More NSA documents, released with Glenn Greenwald’s book No Place to Hide, detailed how NSA employees intercepted Cisco routers, intended for organisations targeted for surveillance, and implanted them with backdoors before shipping them on. America is not the only country that uses these practices. A recent Bloomberg report pointed out that China’s intelligence services had ordered subcontractors in China to plant malicious chips in Supermicro server motherboards bound for the US.
Faced with these dangers, countries have moved to restrict foreign products from use in critical networks. In 2014, Beijing banned government offices from buying Microsoft Windows, and security software from Symantec and Kaspersky Lab. One year later, the ban was also applied to Cisco and Apple products. In August 2018, President Trump signed a bill banning the use of Chinese Huawei and ZTE technology by the US government. This followed a 2017 ban on the Moscow-based Kaspersky Lab.
In India, though, we seem oblivious to the vulnerabilities that exist in our critical networks due to foreign hardware and software. Over 60 per cent of software and hardware being used by BSNL is sourced from either Huawei or ZTE. This is despite Huawei being probed for hacking a BSNL network in 2014. In September 2017, BSNL signed a memorandum of understanding with ZTE for research and commercialisation of future 5G technology. Even Australia, with a billion lesser population than India, has banned Huawei from supplying equipment for 5G mobile network, citing national security risks.

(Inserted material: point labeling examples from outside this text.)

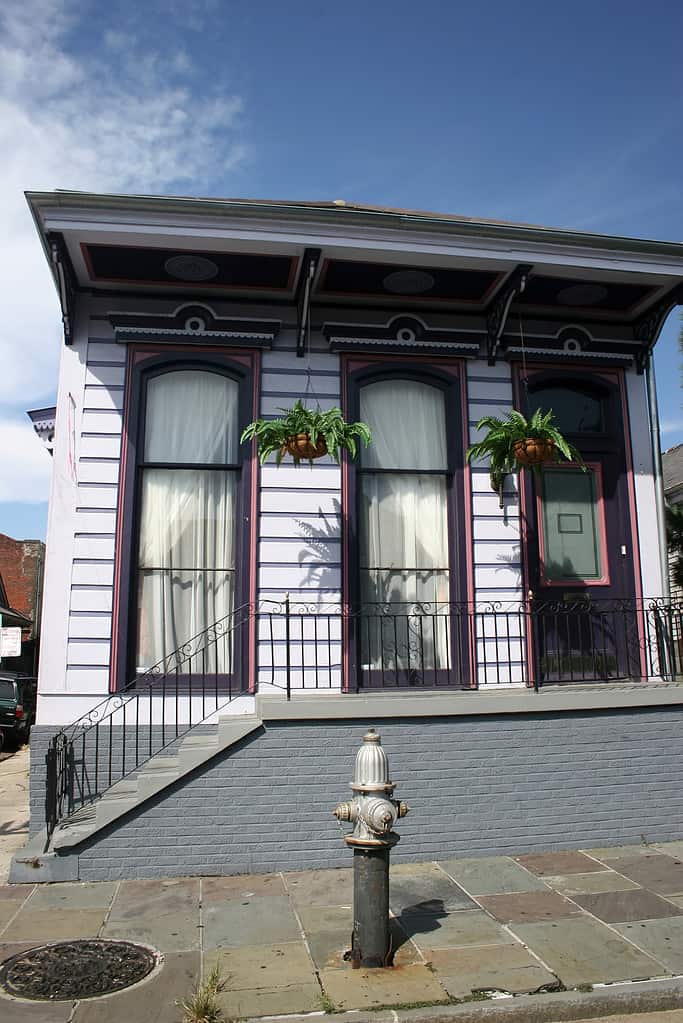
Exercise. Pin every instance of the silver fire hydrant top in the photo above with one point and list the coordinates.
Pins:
(372, 811)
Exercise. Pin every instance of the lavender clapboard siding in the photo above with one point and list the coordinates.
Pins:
(98, 454)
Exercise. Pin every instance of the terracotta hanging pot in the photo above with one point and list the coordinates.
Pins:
(532, 451)
(301, 446)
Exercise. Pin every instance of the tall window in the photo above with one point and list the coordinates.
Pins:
(404, 563)
(188, 487)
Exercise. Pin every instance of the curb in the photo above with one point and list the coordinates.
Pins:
(639, 996)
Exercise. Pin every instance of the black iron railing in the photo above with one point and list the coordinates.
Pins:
(375, 647)
(468, 646)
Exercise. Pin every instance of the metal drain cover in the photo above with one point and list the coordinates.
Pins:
(76, 969)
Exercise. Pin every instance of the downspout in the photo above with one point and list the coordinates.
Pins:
(658, 481)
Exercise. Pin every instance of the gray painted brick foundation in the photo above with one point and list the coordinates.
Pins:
(477, 786)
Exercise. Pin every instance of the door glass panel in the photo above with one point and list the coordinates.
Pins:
(571, 526)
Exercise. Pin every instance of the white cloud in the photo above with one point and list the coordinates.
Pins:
(122, 119)
(26, 466)
(671, 427)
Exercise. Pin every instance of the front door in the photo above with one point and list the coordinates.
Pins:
(580, 559)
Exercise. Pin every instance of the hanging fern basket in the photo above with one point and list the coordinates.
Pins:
(301, 446)
(534, 451)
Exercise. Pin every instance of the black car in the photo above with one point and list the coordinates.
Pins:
(17, 706)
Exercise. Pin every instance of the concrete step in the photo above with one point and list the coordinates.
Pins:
(153, 776)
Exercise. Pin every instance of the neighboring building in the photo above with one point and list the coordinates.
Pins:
(186, 584)
(21, 564)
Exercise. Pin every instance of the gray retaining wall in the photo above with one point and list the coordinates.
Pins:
(477, 786)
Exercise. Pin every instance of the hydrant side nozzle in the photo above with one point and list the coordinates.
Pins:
(346, 811)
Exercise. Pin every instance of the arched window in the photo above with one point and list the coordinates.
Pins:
(403, 550)
(187, 487)
(403, 485)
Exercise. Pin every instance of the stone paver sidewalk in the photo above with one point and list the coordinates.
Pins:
(511, 924)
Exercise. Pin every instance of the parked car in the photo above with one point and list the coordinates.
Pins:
(17, 706)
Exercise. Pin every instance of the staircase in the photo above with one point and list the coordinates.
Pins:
(152, 777)
(146, 737)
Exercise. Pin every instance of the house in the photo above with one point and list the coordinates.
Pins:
(21, 565)
(218, 635)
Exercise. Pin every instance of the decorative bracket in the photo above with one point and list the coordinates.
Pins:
(648, 327)
(309, 269)
(496, 316)
(65, 280)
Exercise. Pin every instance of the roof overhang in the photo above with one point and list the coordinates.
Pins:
(617, 292)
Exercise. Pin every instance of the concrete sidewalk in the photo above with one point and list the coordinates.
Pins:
(534, 923)
(13, 805)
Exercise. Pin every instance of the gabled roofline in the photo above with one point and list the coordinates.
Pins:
(355, 213)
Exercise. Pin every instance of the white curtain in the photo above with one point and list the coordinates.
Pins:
(408, 421)
(187, 519)
(191, 415)
(404, 542)
(404, 528)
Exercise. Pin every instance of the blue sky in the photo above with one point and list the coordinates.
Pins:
(565, 115)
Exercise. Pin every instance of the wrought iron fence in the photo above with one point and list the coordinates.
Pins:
(468, 646)
(374, 647)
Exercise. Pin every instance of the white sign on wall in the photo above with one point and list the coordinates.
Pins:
(10, 642)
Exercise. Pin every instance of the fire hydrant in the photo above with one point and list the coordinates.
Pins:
(373, 813)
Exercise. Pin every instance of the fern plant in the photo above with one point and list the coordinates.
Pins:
(327, 427)
(503, 435)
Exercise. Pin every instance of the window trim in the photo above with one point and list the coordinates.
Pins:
(450, 376)
(146, 361)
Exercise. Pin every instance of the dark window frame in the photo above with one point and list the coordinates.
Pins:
(451, 384)
(142, 368)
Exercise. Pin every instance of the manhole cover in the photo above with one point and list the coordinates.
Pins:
(76, 969)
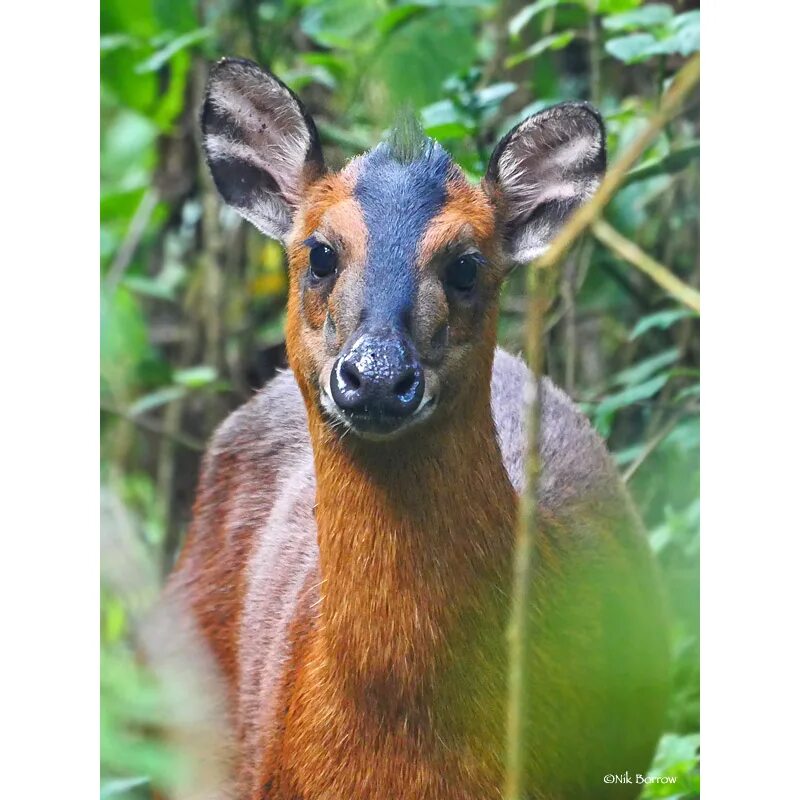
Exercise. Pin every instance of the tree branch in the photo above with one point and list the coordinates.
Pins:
(634, 255)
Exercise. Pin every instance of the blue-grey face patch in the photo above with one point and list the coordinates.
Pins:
(398, 201)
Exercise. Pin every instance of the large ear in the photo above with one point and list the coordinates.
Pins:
(261, 145)
(541, 171)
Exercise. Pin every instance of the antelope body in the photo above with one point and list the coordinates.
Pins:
(349, 561)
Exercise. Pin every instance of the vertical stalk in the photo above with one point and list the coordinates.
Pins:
(525, 557)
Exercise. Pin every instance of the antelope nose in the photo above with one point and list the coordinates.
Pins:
(379, 377)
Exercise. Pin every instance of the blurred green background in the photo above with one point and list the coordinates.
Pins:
(193, 299)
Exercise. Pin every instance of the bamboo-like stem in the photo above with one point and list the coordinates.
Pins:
(634, 255)
(519, 679)
(684, 82)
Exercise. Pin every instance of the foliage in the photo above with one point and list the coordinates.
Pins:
(192, 300)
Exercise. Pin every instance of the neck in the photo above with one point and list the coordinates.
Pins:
(415, 543)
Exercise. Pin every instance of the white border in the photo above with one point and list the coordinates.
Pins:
(50, 438)
(750, 446)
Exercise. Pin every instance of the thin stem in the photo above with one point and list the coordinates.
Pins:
(525, 556)
(645, 263)
(519, 679)
(686, 79)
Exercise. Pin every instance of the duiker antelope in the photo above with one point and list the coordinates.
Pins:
(349, 562)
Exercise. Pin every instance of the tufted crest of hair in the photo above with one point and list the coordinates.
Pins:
(543, 169)
(407, 142)
(261, 145)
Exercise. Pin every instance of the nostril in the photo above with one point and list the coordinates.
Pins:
(404, 388)
(349, 375)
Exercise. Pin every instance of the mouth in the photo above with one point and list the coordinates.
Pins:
(375, 427)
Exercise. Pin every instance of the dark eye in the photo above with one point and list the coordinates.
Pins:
(322, 260)
(463, 272)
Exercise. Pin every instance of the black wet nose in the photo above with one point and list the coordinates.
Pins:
(379, 376)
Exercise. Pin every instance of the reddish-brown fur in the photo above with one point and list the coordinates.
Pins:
(392, 680)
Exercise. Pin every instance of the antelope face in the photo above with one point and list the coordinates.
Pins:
(395, 262)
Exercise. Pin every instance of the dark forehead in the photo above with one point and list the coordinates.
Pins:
(389, 184)
(400, 190)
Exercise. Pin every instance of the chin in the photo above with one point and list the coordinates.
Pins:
(372, 427)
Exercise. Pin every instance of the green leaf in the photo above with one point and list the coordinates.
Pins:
(119, 786)
(490, 97)
(615, 6)
(683, 35)
(644, 369)
(650, 16)
(162, 56)
(413, 63)
(155, 399)
(632, 48)
(661, 320)
(555, 41)
(195, 377)
(523, 17)
(668, 164)
(609, 405)
(443, 120)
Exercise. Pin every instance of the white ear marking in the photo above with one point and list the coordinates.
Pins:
(544, 168)
(258, 142)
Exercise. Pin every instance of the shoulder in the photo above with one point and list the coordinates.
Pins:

The Air Force Network (AFNET) was launched in 2010. Present on that occasion was the Cisco country head because his company was a major supplier of equipment for AFNET. The army’s latest communication backbone, Network for Spectrum (NFS), also uses Cisco equipment. Rather than looking at indigenous equipment, The Quint, in a 2016 report, had revealed that the request for proposal for NFS equipment had been manipulated to favour Cisco.
The story is similar when it comes to software. The Indian Army mostly uses the Microsoft Windows operating system on its official computers. Windows is an outstanding system but is a closed-source software owned by a company that is bound by US laws and historically tied to the American intelligence community. And India is a prime target for American spying; in the overall list of countries targeted by PRISM, India stood at the fifth place.
In 2015, the Northern Command of the army decided to adopt the Bharat Operating System Solutions (BOSS) for all its official computers. BOSS is an indigenously developed open-source system by the Centre for Development of Advanced Computing, an R&D organisation of the Ministry of Electronics and Information Technology. At the start, there were many teething problems. The user-friendliness of Windows could not be replicated and re-training of a generation that had grown up with Windows was not easy. However, we persisted because we were convinced that national security cannot be subordinated to the ease of making a PowerPoint presentation.
Three years later, the army is still debating the merits of BOSS, and the arguments are still centered on simplicity of usage, not security of networks. Instead of supporting BOSS, there is a push to return to Windows. Despite the clear dangers in cyber space, we remain inexorably tied to past practices and show little desire to make changes that are essential to protect our national interests.
In an article in the Christian Science Monitor, James Mulvenon, a founding member of the Cyber Conflict Studies Association, is quoted as saying, “Here’s the problem — it’s 1946 in cyber. So we have these potent new weapons, but we don’t have all the conceptual and doctrinal thinking that supports those weapons or any kind of deterrence.” An essential element of this doctrinal thinking is for the Indian military to take the lead in indigenising its IT infrastructure.
The prime minister is known for taking bold decisions like the surgical strike of 2016. A policy decision to indigenise our cyber space will have greater and more far reaching national security implications.